Ela, que vinha logo atrás, avançou o seu carro de frente direto na vaga. Sem se
importar com ele, com idas e vindas, para frente e para trás, conseguiu ajeitar
o carro como mandam os regulamentos. Ele, por sua vez, deu ré e emparelhou seu
carro guardando distância para com o dela, de tal maneira que era impossível a
ela abrir a porta e sair do carro.
Ela abaixou parte do vidro e
quando viu que era ele, aguardou o que ele iria fazer.
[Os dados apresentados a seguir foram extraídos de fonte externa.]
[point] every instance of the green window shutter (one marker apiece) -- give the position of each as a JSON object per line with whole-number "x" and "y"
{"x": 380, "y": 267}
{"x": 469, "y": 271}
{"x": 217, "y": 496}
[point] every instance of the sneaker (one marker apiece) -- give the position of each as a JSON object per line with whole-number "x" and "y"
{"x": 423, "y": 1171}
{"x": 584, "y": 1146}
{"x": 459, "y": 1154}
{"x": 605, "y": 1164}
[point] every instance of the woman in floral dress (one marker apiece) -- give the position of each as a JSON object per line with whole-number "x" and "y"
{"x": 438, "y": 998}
Ele abaixou o vidro do
lado do passageiro e disse: entre! Ela: de
jeito nenhum! Ele abriu a porta do passageiro e insistiu: entre, te deixo na portaria do shopping e
depois procuro outra vaga. Não precisa, disse ela. Ele, com a fala mansa,
disse: por favor...
Depois disso já foram vistos
algumas vezes juntos. Parece que eles têm procurado conciliar agenda para
viajarem juntos a trabalho, têm ido quase sempre às quartas-feiras a cinema, e
foram vistos, lado a lado, passeando de bicicletas no parque em várias tardes
de domingo. Vêm planejando descansarem um fim de semana juntos, provavelmente
em Buenos Aires.
Ao acaso, que nos impõe o outro, concessão ou resistência, harmonia ou
conflito, tolerância ou beligerância, solidão ou convívio?
Amei.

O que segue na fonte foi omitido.